15 Ekim’e kadar gelecek ÇED dışında UNESCO, Türkiye’den şunları bekliyor:
“Kentsel dönüşüm projeleri de dahil olmak üzere ulaşım ve diğer altyapı projelerini kapsayan tüm büyük ölçekli projelerde bu projelerin kültür varlıklarının olağanüstü evrensel değeri üzerinde olumsuz etkiler göstermemesini sağlamaya yönelik sıkı bir miras etki değerlendirmesi sürecinin tatbik edilmesi, kültür varlıklarının başlıca hassas ögeleri olan Osmanlı tarzı ahşap evlerle Teodosyus Surları’nın korunması ve rehabilitasyonu için bir programın kabul edilmesi, geriye dönük Olağanüstü Evrensel Değer Bildirgesi’nin kabul edilmesi, çevre etki değerlendirmesinin sonuçları ve diğer önlemler açısından da kayda değer bir ilerlemenin gerçekleştirilmemiş olmasının ışığında, kültür varlıklarının Tehlike Altındaki Dünya Mirası Listesi’ne dahil edilip edilmemesi kararının mütalaa edilmesi için Taraf devlet’in tüm bu hususlar hakkındaki ayrıntılı bir raporu Dünya Mirası Merkezi’nin 2011’de yapılacak 35’inci oturumunda incelenmek üzere 1 Şubat 2011 tarihine kadar Dünya Mirası Merkezi’ne ulaştırmasını istemektedir.”
Ne acıdır ki, bilim ve sanat dünyamız tüm bu zaafları yıllardır dile getirse de dinleyen yok. Bugün üstüne titrememiz ve özenle korumamız gereken kültür varlıklarımıza, camilerimize başkaları sahip çıkıyor, tarihî yarımadayı otobana çevirerecek ve siluetini bozacak köprü yapılmasın diye canla başla uğraşıyor.
Sözün özü, UNESCO kararından İstanbul’a öyle mutlu haberler filan çıkmadı, Topbaş’ın kaçışı yok. Bir an önce kolları sıvamakta fayda var. Yerel yönetici olmanın sorumluluğu şimdi başlıyor...
“İstanbul’u koruyacağız”
Sivil toplum örgütleri UNESCO’nun aldığı karar üzerine yayımladıkları ortak bildiride İstanbul’a sahip çıkacaklarını belirtti.Bildiride, şu ifadelere yer verildi:
“İstanbul ve Türkiye’nin bilim, sanat ve kültür çevreleri kronik bir hale gelmiş koruma zaafları sorununa UNESCO’dan da önce dikkat çekerdi, bugün de aynı duyarlılığı taşıyor.
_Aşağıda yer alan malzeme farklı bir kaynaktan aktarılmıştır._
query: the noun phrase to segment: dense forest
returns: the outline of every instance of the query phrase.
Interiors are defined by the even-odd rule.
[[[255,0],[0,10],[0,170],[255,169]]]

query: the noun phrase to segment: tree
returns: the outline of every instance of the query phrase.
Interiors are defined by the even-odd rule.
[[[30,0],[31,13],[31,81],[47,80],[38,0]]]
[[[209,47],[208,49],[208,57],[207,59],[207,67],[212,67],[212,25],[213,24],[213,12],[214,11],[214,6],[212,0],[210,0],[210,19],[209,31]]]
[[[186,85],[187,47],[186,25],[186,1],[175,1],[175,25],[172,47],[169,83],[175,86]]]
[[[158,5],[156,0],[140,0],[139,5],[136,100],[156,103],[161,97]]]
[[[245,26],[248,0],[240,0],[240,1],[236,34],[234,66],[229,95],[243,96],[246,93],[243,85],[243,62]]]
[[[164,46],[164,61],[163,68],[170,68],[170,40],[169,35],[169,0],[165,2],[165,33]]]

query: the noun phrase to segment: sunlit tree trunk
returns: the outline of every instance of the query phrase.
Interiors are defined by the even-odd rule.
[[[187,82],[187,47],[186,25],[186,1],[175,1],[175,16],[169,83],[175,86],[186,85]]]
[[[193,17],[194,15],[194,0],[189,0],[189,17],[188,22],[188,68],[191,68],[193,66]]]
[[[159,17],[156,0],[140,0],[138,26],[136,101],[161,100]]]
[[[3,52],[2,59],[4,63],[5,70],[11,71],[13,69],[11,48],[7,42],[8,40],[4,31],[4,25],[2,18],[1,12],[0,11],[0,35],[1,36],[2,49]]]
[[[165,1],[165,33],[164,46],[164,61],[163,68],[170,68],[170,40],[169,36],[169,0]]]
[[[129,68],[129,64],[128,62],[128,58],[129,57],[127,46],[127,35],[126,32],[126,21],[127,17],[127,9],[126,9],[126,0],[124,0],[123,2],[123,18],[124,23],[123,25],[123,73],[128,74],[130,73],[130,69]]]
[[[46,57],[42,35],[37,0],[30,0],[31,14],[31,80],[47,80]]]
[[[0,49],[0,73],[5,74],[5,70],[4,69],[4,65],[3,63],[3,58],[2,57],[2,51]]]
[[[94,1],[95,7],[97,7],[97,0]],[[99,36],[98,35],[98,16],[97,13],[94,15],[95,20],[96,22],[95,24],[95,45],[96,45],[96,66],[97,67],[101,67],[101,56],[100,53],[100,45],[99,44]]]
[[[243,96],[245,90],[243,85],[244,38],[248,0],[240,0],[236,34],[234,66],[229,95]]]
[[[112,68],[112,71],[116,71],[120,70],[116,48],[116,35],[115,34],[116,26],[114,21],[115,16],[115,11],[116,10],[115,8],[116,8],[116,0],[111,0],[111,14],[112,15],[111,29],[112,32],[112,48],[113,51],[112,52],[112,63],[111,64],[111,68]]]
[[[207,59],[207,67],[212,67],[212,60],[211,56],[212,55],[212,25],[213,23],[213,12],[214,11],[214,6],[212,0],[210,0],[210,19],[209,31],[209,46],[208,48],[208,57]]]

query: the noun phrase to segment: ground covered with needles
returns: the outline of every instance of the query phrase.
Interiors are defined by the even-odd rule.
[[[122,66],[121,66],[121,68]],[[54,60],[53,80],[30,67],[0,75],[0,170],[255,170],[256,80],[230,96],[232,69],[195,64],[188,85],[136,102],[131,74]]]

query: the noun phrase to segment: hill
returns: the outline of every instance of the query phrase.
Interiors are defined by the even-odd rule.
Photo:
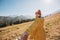
[[[14,40],[15,38],[18,40],[22,33],[32,28],[33,23],[34,21],[0,28],[0,40]],[[60,40],[60,12],[44,18],[44,29],[46,40]]]
[[[44,28],[47,40],[60,40],[60,12],[46,17]]]

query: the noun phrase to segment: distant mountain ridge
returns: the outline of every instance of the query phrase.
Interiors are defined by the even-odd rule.
[[[31,21],[33,18],[29,16],[0,16],[0,27],[2,25],[9,25],[9,24],[19,24],[23,22]]]

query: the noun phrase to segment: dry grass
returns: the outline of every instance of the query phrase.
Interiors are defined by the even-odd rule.
[[[18,25],[0,28],[0,40],[13,40],[13,38],[21,35],[33,23],[27,22]]]

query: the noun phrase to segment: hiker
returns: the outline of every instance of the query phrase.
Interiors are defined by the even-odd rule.
[[[36,18],[40,18],[41,17],[41,11],[40,10],[38,10],[35,14],[36,14]]]

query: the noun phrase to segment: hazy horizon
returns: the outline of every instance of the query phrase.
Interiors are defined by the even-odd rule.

Aşağıda sayılan kurumlar İstanbul’un Avrupa Kültür Başkentliğinden birkaç ay sonra Tehlike Altındaki Miras Listesi’ne düşme olasılığının kader olmadığını düşünüyor.
Kentin her geçen gün derinleşen altyapısal, kültürel ve beşerî erozyonuna karşı duracak, kamu, özel, sivil, bütün paydaşları biraraya getirerek politika üretecek bir İstanbul Kültür Mirası Platformu ile güç birliği sağlanması çağrısında bulunuyor. Platform’un ilk işlevi ise 1 Şubat 2011 son tarihinin en etkin şekilde değerlendirilmesi için kolları sıvamak, verilen taahhütleri izlemek, yapılacak çalışmalara dahil olmak ve bu amaçla kamuoyu bilinci oluşturmak olacak.”